BRAD, a database focused on gene function illustration and multiple genome comparisons among Brassica and other Brassicaceae species, especially the model plant A. thaliana, has been built in time because the genome studies on Brassica species are increasing. Compared with other databases on Brassica plants, BRAD keeps its specific core function and advantages, especially its deep mining of syntenic genes and genomic blocks in the newly assembled Brassica genomes, as well as the use of the bulk research information from the model plant A. thaliana. By the continuous improvement of applications and the integration of more available datasets in the future, BRAD will help scientists and breeders to fully and efficiently use the information on genomic and genetic datasets of Brassica plants. BRAD is a valuable resource for the scientists of comparative genomics, plant evolution, and molecular biology, and the breeders of Brassica.

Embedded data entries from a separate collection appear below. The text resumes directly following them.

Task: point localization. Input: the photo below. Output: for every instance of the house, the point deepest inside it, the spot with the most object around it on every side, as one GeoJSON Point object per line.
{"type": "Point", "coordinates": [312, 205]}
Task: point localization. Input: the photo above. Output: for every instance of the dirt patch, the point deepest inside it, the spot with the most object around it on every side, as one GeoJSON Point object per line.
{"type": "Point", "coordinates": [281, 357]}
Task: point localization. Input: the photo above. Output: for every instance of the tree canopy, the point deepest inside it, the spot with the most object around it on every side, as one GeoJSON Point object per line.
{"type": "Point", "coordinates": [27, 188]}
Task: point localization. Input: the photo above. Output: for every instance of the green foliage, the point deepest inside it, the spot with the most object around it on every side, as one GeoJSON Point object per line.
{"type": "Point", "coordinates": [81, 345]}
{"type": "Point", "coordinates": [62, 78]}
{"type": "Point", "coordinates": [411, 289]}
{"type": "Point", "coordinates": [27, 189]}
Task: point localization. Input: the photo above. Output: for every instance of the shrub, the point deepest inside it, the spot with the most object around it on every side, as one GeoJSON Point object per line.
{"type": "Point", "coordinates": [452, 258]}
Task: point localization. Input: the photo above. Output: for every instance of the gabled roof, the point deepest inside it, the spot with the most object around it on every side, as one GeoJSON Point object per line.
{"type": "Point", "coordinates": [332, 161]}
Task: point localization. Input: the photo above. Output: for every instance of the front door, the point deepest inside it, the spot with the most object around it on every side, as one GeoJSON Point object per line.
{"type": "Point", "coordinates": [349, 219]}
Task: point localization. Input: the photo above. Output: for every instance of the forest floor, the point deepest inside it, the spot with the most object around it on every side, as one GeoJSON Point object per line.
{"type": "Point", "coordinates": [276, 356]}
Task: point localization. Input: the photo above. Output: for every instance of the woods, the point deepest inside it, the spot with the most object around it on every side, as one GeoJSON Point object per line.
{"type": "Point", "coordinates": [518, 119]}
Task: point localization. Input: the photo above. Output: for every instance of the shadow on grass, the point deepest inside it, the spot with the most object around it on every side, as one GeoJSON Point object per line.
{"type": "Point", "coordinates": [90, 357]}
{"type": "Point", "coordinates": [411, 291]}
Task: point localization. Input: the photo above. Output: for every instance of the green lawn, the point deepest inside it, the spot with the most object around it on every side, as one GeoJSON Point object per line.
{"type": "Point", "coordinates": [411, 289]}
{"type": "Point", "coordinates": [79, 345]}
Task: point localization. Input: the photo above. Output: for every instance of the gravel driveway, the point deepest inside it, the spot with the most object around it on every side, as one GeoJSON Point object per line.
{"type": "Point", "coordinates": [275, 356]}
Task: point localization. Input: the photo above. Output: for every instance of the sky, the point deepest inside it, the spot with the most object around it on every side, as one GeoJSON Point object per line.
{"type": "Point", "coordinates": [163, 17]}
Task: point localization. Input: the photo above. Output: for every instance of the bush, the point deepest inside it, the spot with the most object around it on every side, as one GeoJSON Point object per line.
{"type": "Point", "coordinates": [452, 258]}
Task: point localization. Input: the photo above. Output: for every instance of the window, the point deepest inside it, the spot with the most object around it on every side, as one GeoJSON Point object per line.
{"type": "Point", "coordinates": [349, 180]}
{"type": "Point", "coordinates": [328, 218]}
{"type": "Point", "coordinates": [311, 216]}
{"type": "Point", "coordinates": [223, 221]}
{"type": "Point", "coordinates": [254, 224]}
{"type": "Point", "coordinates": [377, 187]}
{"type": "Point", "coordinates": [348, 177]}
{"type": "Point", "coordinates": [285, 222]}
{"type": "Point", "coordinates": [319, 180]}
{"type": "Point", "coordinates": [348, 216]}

In the future, BRAD should integrate datasets of all Brassica species available. In addition, to meet the demands of the genetic and genomic studies on Brassica crops, the following data types and applications should be updated on BRAD. (1) Resequencing data of different lines in each Brassica species; SNP, InDel, or SV loci and their frequency in populations, as well as the haplotypes (derived from SNPs variation) of Brassica germplasm collections that are generated from resequencing data. (2) Transcriptome sequencing or mRNA-Seq data, gene expression data in different organs, and different accessions of each Brassica species. (3) Whole genome methylation and small RNA-Seq data for Brassica species. (4) Visualization and interactive technologies should be adopted to improve BRAD to be a much more user-friendly database. Solutions to visualize the syntenic relationships of multiple genomes from the chromosome scale, to genomic segments, to genes or tens of nucleotides level should be employed, thus helping users to have a better understanding of genome and gene evolution at different scales among different Brassica species and their relation to other Brassicaceae species.